An apparent decrease in cholesterol biosynthesis in peroxisomal-defective Chinese hamster ovary cells is related to impaired mitochondrial oxidation

Recent data suggest that impaired mitochondrial activities in Zellweger fibroblasts are related to defective peroxisome biogenesis and vice versa. To investigate the contribution of functional mitochondria to cholesterol biosynthesis, radioactive precursor molecules that form acetyl-CoA via β-oxidation-independent (pyruvate) or -dependent (palmitate and octanoate) pathways were used. Production of both 14C-labeled cholesterol and 14C-labeled CO 2 from these radioactive tracers was significantly impaired in peroxisomal-defective ZR-82 Chinese hamster ovary cells in comparison to controls. In contrast, cholesterol synthesis from acetate—a tracer directly converted to acetyl-CoA without the involvement of mitochondrial activities—was threefold higher in ZR-82 cells than in controls. Pathways further contributing to cellular cholesterol homeostasis, i.e., receptor-mediated binding of exogenous lipoprotein-associated cholesterol as well as intracellular mobilization of cholesteryl ester deposits were similar in ZR-82 and controls.
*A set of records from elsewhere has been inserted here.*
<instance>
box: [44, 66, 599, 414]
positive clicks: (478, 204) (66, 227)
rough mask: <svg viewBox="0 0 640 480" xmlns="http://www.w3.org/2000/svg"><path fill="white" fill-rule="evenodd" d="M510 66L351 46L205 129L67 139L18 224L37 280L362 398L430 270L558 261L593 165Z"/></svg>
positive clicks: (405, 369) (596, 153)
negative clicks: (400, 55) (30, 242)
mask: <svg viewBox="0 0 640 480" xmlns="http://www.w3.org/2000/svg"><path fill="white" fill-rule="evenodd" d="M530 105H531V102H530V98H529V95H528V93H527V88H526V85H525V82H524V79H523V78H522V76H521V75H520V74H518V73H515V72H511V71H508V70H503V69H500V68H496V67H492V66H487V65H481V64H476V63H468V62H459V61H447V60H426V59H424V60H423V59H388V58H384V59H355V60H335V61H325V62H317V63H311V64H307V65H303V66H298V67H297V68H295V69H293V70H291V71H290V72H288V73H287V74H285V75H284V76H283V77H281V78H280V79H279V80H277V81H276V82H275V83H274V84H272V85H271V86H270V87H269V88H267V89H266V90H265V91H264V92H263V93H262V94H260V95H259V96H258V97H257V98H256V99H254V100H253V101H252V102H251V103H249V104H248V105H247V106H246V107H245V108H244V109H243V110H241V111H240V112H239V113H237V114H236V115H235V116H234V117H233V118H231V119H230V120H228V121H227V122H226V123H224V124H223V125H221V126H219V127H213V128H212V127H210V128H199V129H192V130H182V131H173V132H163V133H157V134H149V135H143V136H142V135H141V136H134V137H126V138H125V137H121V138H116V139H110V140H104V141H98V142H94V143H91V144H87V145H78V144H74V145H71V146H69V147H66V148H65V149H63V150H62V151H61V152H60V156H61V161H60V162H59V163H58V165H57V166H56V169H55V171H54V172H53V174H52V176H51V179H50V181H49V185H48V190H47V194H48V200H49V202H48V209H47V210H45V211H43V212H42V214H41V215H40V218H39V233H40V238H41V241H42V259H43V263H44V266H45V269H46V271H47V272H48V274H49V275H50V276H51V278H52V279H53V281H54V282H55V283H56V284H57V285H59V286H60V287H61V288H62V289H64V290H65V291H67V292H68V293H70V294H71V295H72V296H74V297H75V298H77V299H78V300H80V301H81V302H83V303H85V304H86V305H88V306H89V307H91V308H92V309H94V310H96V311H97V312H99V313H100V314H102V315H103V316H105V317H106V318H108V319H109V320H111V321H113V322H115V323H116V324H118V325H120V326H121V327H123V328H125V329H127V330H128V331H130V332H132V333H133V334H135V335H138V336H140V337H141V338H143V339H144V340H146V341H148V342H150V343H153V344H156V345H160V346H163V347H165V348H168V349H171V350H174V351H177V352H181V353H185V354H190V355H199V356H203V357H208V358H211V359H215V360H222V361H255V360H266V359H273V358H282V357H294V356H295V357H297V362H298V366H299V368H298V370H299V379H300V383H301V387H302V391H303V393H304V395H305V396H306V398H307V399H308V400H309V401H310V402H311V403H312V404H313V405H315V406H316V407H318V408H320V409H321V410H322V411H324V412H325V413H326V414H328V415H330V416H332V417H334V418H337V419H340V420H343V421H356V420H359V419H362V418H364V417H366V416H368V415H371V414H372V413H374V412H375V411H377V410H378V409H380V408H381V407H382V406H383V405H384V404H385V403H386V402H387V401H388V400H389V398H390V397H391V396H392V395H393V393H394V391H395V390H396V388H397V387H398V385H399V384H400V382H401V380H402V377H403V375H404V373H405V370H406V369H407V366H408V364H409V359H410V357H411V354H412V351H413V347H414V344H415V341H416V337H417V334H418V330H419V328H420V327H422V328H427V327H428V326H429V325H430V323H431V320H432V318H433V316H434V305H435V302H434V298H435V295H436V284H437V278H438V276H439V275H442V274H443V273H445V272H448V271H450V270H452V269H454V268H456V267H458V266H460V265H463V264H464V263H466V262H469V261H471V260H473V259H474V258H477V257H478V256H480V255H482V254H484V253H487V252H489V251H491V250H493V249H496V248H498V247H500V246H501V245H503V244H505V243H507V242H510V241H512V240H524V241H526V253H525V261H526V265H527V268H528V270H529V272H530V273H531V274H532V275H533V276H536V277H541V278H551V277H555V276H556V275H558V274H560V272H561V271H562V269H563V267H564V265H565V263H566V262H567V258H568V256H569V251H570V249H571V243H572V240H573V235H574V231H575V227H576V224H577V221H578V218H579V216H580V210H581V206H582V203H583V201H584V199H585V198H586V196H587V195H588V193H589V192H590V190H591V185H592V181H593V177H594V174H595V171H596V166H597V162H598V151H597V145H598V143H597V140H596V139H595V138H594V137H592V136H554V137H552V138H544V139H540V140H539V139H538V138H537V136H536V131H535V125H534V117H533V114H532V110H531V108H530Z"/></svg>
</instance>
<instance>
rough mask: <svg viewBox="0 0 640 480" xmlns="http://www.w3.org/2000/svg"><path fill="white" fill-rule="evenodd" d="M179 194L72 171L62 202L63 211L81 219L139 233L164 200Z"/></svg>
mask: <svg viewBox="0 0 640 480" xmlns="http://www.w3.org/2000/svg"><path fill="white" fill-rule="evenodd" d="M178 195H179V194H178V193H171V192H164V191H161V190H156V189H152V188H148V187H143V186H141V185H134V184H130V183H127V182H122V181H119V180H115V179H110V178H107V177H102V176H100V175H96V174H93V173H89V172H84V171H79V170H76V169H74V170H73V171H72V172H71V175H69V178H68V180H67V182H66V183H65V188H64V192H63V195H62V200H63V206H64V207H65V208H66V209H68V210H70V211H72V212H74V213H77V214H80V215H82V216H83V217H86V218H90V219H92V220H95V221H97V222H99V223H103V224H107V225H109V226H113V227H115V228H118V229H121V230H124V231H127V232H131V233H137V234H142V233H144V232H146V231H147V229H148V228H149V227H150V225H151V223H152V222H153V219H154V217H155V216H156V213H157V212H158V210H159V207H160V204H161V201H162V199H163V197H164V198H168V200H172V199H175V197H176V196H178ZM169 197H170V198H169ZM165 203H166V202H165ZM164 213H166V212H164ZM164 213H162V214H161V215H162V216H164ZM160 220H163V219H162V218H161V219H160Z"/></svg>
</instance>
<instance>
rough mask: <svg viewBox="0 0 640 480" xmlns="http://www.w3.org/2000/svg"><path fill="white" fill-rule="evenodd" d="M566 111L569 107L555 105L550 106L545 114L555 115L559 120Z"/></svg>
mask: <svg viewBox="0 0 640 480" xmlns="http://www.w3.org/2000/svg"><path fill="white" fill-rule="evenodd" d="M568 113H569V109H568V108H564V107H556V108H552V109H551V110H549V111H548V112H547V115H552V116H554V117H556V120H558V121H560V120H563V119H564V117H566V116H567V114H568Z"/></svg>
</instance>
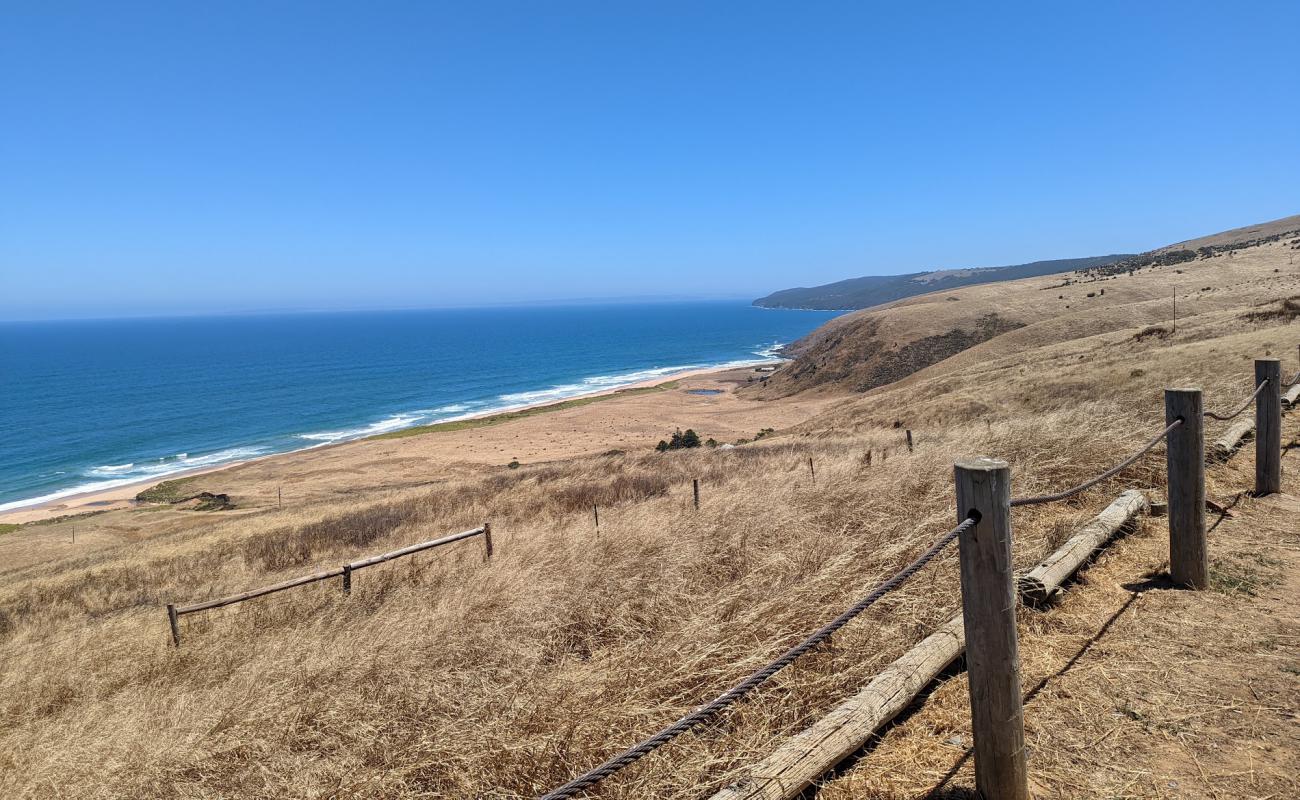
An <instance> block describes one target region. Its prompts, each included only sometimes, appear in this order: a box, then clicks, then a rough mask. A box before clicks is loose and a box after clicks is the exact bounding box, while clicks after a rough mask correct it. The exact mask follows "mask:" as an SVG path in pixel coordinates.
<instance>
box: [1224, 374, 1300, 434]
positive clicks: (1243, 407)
mask: <svg viewBox="0 0 1300 800" xmlns="http://www.w3.org/2000/svg"><path fill="white" fill-rule="evenodd" d="M1297 377H1300V375H1297ZM1268 385H1269V381H1264V382H1261V384H1260V385H1258V386H1256V388H1255V393H1252V394H1251V397H1248V398H1245V402H1244V403H1242V405H1240V406H1239V407H1238V410H1236V411H1232V412H1231V414H1214V412H1213V411H1206V412H1205V416H1208V418H1210V419H1217V420H1219V421H1221V423H1226V421H1229V420H1231V419H1235V418H1236V415H1239V414H1242V412H1243V411H1245V410H1247V408H1249V407H1251V403H1253V402H1255V398H1257V397H1260V393H1261V392H1264V388H1265V386H1268Z"/></svg>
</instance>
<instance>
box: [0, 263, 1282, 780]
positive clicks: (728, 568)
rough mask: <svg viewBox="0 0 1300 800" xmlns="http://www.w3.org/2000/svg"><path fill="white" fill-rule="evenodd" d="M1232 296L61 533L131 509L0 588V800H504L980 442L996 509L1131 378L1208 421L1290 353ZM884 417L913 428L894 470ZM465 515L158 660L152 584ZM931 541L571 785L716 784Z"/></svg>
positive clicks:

From these findings, we propose that peroxisomal dysfunction in ZR-82 cells is tightly coupled to impaired mitochondrial activities, e.g., defective mitochondrial β-oxidation and formation of acetyl-CoA from short chain fatty acids resulting in a decreased rate of CO 2 production, and an apparent decrease in cholesterol biosynthesis. Actually, cholesterol biosynthesis from acetate is increased in the peroxisomal-defective cells. This explains previous conflicting conclusions.